Emotional Trauma Signs and Symptoms
Emotional trauma, also known as psychological trauma, is a response to an overwhelming event or series of events. Signs of emotional trauma can vary from person to person, and they may not always be immediately apparent. Moreover, unless treated, the traumatic event can have a lasting impact on an individual’s emotional well-being.
As a life coach for entrepreneurs, I want to support your mental health and well-being. As such, I want to alert you to behavior that may harm your mindset and/or your business.
In this article, we will discuss some signs that you or someone you know may have been affected by trauma.
Origins of Trauma
Regardless of whether your traumatic incident happened last week or last decade, trauma always links back to your relationship with your parents or parental figures. You may wonder how this can be possible. Well, your parents taught you, through teaching or observation, how to communicate with yourself and other people.
If you did not learn healthy intrapersonal communication techniques, it sets you up perfectly for abuse or mistreatment from your boss, co-workers, classmates, teachers, romantic partners, friends, or abusive family members. Alternatively, you may have become used to numbing yourself to signs of danger in a verbal or physical environment.

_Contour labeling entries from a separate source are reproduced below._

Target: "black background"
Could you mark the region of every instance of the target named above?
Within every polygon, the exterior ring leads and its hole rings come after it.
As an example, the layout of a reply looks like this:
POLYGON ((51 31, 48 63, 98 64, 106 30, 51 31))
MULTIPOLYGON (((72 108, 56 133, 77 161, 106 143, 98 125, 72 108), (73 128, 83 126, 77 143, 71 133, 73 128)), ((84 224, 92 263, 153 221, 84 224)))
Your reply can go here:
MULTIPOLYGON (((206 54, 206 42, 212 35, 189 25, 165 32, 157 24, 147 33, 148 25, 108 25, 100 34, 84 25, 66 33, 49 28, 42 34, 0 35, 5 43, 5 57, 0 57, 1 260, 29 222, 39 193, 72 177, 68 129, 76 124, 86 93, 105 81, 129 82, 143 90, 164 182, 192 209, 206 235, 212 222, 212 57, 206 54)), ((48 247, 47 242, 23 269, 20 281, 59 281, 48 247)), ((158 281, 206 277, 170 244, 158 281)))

If you are interested in understanding the impact of parenting and trauma, then the following books are recommended: Conversational Rape by Dr. Patricia Allen, and Parenting from the Inside Out by Dan Siegel and Mary Hartzell.
Next, let’s talk about signs of emotional trauma.
Signs of Emotional Trauma
Flashbacks or Intrusive Memories
All of sudden I was transported back into my father’s house. I could smell the moldy air and hear the endless dripping of water from my father house. It was only a matter of time before I heard his screams.
Intrusive memories are rattling and uncomfortable, to put it mildly. You can can be in a perfectly good mood when a stimuli (sight, sound, smell, taste or touch) can impact your subconscious and take you to a horrible time and place. You may feel as though they are experiencing the trauma all over again.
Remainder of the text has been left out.